When GMing one game a week isn’t enough
These sessions have only come about because the stars have aligned. As well as my regular Night’s Dark Terror game, I wanted to run something else old school, ideally early in the week as I’m usually knackered come the weekend (hence why I put my fortnightly Barbarians of Lemuria game on hold). I had decided on Monday evenings and reluctantly dropped out of @DissectingWrlds‘ rather brilliant White Dwarf/Adventurer/Imagine magazine inspired old school adventures using the Black Hack 2e. I’ve been reading the brilliant Castle Xyntillan and desperately want to run it, but that would be a big undertaking and I know there were some players who want to get onboard with that but can’t make the Monday slot. Then fate played a hand in the rather timely landing of an early version of The Evils of Illmire which really caught my attention and a quick read through showed it had great potential; a tight hexcrawl with tons of content and great ideas. I figured that would be a good fit for the adventure…
Then there’s the system. I am spoilt for choice with a ton of D&D retroclones and am really enjoying using Old School Essentials for Night’s Dark Terror, but there were a couple of games on my radar which I had also recently read; the brilliant The Whitehack (I say that based on a couple of read throughs and reviews, I’ve yet to run it) and the lesser known Saga of the Splintered Realm which is (in my opinion) a really neat take on B/X D&D with some modern rules… nothing hugely innovative, but pretty clever and tidy. That was the choice then: Old School Essentials, Whitehack or Saga of the Splintered Realm. In the end I went for Saga of the Splintered Realm…
The penultimate piece of the puzzle was the tech to use for online play. I’ve been spending a fair bit of time getting to grips with Fantasy Grounds Unity after going in deep with the kickstarter. It’s been a steep learning curve, but seems to be paying dividends with The Evils of Illmire. And so with that final decision preparation began. I built a Saga of the Splintered Realm module for Fantasy Grounds Unity with a template character sheet and other rules content, and an Evils of Illmire module with all the game maps, NPC’s and content. In fact, I’ve put a ton of work into this…

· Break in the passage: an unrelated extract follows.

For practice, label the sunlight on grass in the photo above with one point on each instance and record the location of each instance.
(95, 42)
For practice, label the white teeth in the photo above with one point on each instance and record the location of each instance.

The final stage was rustling up some players and after a couple of posts on Twitter I had an elite group of roleplayers lined up, @chrisesharp, @Dragongirl74, @Hastati100 and @MozleyJim. This is how the first session went down…

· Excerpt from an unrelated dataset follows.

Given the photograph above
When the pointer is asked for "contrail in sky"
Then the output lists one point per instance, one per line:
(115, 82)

Saga of the Splintered Realm chargen is simple. Stats are between 2-12 (although 3d6 are rolled and the lowest number dropped); each stat gets a modifier but that actual stat is used for rolls. Everything is target 20, so a Dex roll is 1d20+Dex vs a target of 20, very neat. Stat modifiers are used for attacks and a few other bits. Classes are similar to B/X but can be customised with Talents (from level 3) and Callings which specialise classes. We’ll see how it holds up over the coming weeks. The characters we have are:
- Anistor “18”, Human Warrior (@MozleyJim)

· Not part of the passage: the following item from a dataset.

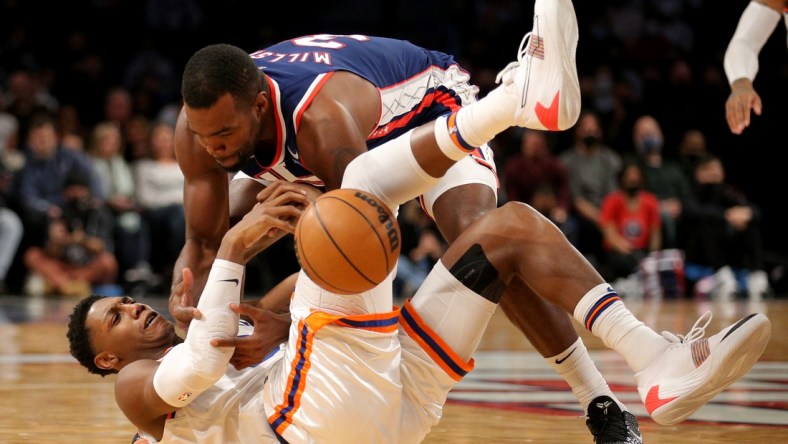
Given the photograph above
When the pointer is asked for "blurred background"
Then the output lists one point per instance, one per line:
(88, 63)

- Evalore, Human Magic-user (@Dragongirl74)
- Gravik, Dwarf Myrmidon (@Hastati100)
- Kristos Hystomedes, Human Thief (@chrisesharp)
Our party start as members of the Free Company of Adventurers and Vagabonds (yeah, a crappy name, but what the hell), called up in front of the Baroness for botching their last job. She wants them out of her hair and sends them to Illmire while things cool down, with a request to assist an old friend, Lord Crellmont, who has sent a mysterious message stating that there is trouble in Illmire and he needs help. If they do this, she will make the problems from their last job go away…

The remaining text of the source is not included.